O título e a estrutura desse livro Cinco pães e dois peixes, ligação direta a multiplicação dos pães do Evangelho de João (Jo 6,1-15) é uma apresentação de sua vida também feita como singela oferenda em sete pontos. Não pretendo aqui fazer uma apresentação ou resenha desse livro, mas um breve comentário sobre o testemunho de alguém que foi perseguido, injuriado e se manteve unido a Jesus e à sua Igreja em cada momento do cárcere e fez dessa experiência um alegre testemunho de fé.

O venerável Cardeal Van Thuan nos ensina o valor de escolher viver intensamente o presente. Não vale a pena ficar esperando que as coisas simplesmente aconteçam em nossas vidas nem se deve desperdiça-la com coisas secundárias. “Não esperarei. Vivo o momento presente, enchendo-o de amor”. No cárcere, ele experimentou a difícil, mas decisiva escolha de seguir em tudo a vontade divina inclusive no sofrimento. “Escolher Deus e não as obras de Deus: Deus me quer aqui e não em outro lugar”.

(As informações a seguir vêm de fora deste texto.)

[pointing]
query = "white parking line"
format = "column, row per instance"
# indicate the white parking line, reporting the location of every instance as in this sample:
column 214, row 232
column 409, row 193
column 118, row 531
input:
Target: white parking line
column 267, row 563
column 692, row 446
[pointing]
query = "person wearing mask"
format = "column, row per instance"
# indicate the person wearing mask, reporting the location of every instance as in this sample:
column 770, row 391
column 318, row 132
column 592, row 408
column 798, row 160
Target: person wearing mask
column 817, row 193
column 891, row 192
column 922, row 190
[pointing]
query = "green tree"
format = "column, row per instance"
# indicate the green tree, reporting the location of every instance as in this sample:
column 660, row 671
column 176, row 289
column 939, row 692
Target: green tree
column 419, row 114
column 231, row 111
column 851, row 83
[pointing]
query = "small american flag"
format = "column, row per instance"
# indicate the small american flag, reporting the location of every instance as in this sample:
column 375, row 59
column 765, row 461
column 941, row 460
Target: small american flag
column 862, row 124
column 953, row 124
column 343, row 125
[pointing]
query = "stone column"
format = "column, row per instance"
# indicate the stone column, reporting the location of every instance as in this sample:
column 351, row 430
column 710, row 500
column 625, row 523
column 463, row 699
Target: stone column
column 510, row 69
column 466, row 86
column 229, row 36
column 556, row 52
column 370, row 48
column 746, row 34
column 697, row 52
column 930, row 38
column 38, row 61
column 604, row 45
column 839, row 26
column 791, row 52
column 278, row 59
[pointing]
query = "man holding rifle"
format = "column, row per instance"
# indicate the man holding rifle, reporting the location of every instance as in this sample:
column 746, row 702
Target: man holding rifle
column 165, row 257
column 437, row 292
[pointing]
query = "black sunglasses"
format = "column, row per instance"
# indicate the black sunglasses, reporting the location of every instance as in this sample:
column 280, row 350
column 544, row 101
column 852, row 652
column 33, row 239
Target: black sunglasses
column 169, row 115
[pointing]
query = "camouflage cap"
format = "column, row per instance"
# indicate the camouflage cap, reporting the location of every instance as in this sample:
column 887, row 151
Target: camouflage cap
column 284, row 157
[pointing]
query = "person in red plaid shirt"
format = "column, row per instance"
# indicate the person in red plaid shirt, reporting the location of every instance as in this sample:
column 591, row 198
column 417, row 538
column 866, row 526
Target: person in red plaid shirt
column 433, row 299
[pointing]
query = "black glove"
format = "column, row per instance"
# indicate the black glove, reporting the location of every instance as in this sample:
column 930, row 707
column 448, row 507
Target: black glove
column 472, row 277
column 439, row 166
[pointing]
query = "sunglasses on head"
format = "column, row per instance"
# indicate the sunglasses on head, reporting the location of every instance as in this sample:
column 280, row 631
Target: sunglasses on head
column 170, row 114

Durante os longos anos de prisão, todas as injurias só foram suportadas pela força da oração e nesse ponto ele nos deixa um testemunho muito realista sobre a dificuldade da vida de oração em um ambiente hostil. “Depois de minha libertação, muitas pessoas me disseram: ‘Padre, o senhor teve muito tempo para rezar na prisão’.

Não é simples como podem pensar. O Senhor me permitiu experimentar toda a minha fraqueza, minha fragilidade física e mental. O tempo passa lentamente na prisão, em particular durante o isolamento. (…) Ali houve dias em que, reduzido ao maior cansaço, à doença, não consegui rezar uma oração!”

Escolhi ressaltar também um dos momentos que, na minha humilde opinião de sacerdote, me pareceu mais emocionante: o amor à Eucaristia. Com muita dificuldade ele conseguiu vinho e pão para que pudesse celebrar cotidianamente a Eucaristia e a celebrou ora no isolamento de uma solitária, ora com um pequeno grupo de cristãos também encarcerados. “Não poderei nunca exprimir a minha grande alegria: todos dos dias, com três gotas de vinho e uma gota de água na palma da mão, celebro a minha missa. (…) Demos um jeito de tal modo que havia cinco católicos comigo.

Às 21h30min era preciso apagar as luzes e todos deviam dormir. Inclino-me sobre a cama para celebrar a missa, de cor, e distribuo a comunhão, passando a mão por debaixo do mosquiteiro. Fabricávamos saquinhos com o papel dos maços de cigarros, para conservar o Santíssimo Sacramento. Jesus eucarístico está sempre comigo no bolso da camisa”. Cardeal Van Thuan também expressa nesse livro seu carinho e devoção para com a Virgem Maria. Ele foi preso no dia 15 de agosto, Solenidade da Assunção de Nossa Senhora e ele a teve por companhia todos os dias de sua prisão.

No último capítulo desse livrino, ele deixa uma espécie de itinerário espiritual fundamentado na sua doação a Jesus Cristo, essa parte vou omitir nesse artigo para suscitar em cada um a santa curiosidade para a leitura desse livro.

O sofrimento, a vida e o testemunho do Venerável Cardeal Van Thuan, que está em processo de beatificação, é um grande exemplo de perseverança em meio a sofrimento e amor incondicional a Jesus Cristo. Esses são os dois pontos essenciais na vida de qualquer um de nós que queremos ser discípulos autênticos de Jesus capazes de enfrentar tudo por causa do Evangelho.

“Há uma ‘carta magna’: as bem-aventuranças, que Jesus pronunciou no sermão da montanha. Viva-a plenamente: experimentará uma felicidade que poderá comunicar depois a todos aqueles que encontrar”.

VAN THUAN, François-Xavier Nguyen. Cinco pães e dois peixes: do sofrimento do cárcere um alegre testemunho de fé. Aparecida: Editora Santuário, 2000.